Security Court prosecutor Ulku Coskun prepared the indictment, a copy of which was obtained Tuesday by The Associated Press, for the trial of five Libyans accused of planning a grenade attack on a U.S. military officers’ club in Ankara.
Two of the Libyans were captured near the club before the attack could be carried out on the evening of April 18, three days after the U.S. air raids on Libya. They were carrying a bag containing six hand grenades.
The indictment said the club was chosen because it would be crowded. About 100 people were attending a wedding party that Friday night, and the prosecutor has said the explosion of just one grenade could have killed or wounded half of them.
Coskun’s indictment said the two Libyans confessed to investigators and revealed details of the plan.

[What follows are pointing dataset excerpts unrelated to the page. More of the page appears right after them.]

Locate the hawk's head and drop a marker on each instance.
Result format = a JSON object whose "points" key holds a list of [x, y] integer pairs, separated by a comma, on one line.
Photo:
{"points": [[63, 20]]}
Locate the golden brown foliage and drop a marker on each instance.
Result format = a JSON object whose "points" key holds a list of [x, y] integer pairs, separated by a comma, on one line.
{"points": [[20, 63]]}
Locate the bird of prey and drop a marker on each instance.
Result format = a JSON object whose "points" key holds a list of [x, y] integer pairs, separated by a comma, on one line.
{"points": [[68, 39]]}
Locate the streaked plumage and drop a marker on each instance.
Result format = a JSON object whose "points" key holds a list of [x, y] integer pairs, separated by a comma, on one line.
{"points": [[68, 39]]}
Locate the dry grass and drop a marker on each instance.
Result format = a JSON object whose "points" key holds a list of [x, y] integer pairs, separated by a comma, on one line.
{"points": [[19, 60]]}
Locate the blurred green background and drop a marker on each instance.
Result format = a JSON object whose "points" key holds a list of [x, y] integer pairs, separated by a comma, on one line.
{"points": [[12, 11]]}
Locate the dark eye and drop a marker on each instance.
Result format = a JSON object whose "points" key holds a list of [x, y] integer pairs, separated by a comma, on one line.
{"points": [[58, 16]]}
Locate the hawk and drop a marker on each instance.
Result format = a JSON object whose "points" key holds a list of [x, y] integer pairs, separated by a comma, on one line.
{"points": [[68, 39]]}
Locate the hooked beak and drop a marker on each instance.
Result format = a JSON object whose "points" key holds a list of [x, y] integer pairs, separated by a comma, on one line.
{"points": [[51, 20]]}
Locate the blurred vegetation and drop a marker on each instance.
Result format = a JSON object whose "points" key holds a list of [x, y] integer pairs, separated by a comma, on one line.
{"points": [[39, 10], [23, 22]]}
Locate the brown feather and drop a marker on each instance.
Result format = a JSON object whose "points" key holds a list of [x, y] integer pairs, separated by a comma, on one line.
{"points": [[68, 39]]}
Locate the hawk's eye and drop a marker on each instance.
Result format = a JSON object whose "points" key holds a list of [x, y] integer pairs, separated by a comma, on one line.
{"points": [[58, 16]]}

It said Capt. Abdullah Mansur of Libyan intelligence visited Istanbul for about 15 days with one of the arrested Libyans ″to determine locations of U.S installations″ and ″targets.″
Ali Ecefli Ramadan and Recep Muhtar Rohoma Tarhuni, the two captured by police, are being held for trial but the other three defendants left Turkey soon after the arrests. The indictment said Ramadan was the man who accompanied Mansur in January.
The indictment listed the other defendants as Muhammed Ahaban Hassan, a Libyan Embassy administrative employee; Abdulhadid Hadi Sadun, an embassy security guard, and Mansur Umran, manager of the Libyan Arab Airlines office in Istanbul.
The semi-official Anatolia News Agency quoted Prime Minister Turgut Ozal as telling Turkish journalists, ″I don’t think this will affect our relations with Libya negatively.″
He added that his government will never permit terrorist activities, according to the Anatolia report.
Turkey gets along well with Col. Moammar Khadafy’s regime and about 30,000 Turks work on construction projects in the North African country.
Coskun said the Security Court, which handles terrorism cases, issued arrest warrants Sunday for the three Libyans who left Turkey. A judge withdrew the warrant for Sadun the next day on grounds of insufficient evidence but he remains a defendant, the prosecutor said.
The trial is expected to start in about two weeks.
All five Libyans are charged with conspiracy to kill and bringing weapons into the country illegally. Each could receive 12 to 20 years in prison.
The indictment says Ali M. al-Zayyani, the Libyan consul in Istanbul, also knew of the plan to attack the officers’ club. According to the diplomatic list, he is the second-ranking Libyan diplomat in Turkey after Ambassador Muhammed Abdulmalik.
A Turkish Foreign Ministry announcement Monday said there was no evidence linking Abdulmalik to the aborted attack.
Umran, the airline office manager, took Ramadan and Tarhuni to meet the consul and told him, ″These are the people who will go to Ankara for action,″ the indictment said.
It said el-Zayyani advised the two men to travel to Ankara by land in order to avoid airport security checks.
According to the indictment, Ramadan and Tarhuni arrived in Ankara on April 16 and got in touch with Hassan and Sadun, the embassy employees. It said Hassan told them where the officers’ club was located and gave them the grenades April 18, the day of the planned attack.
The United States has two dozen military installations in this NATO nation, two of them listening posts that follow Soviet military activity and nuclear tests. About 10,000 U.S. military personnel and their dependents are stationed in Turkey.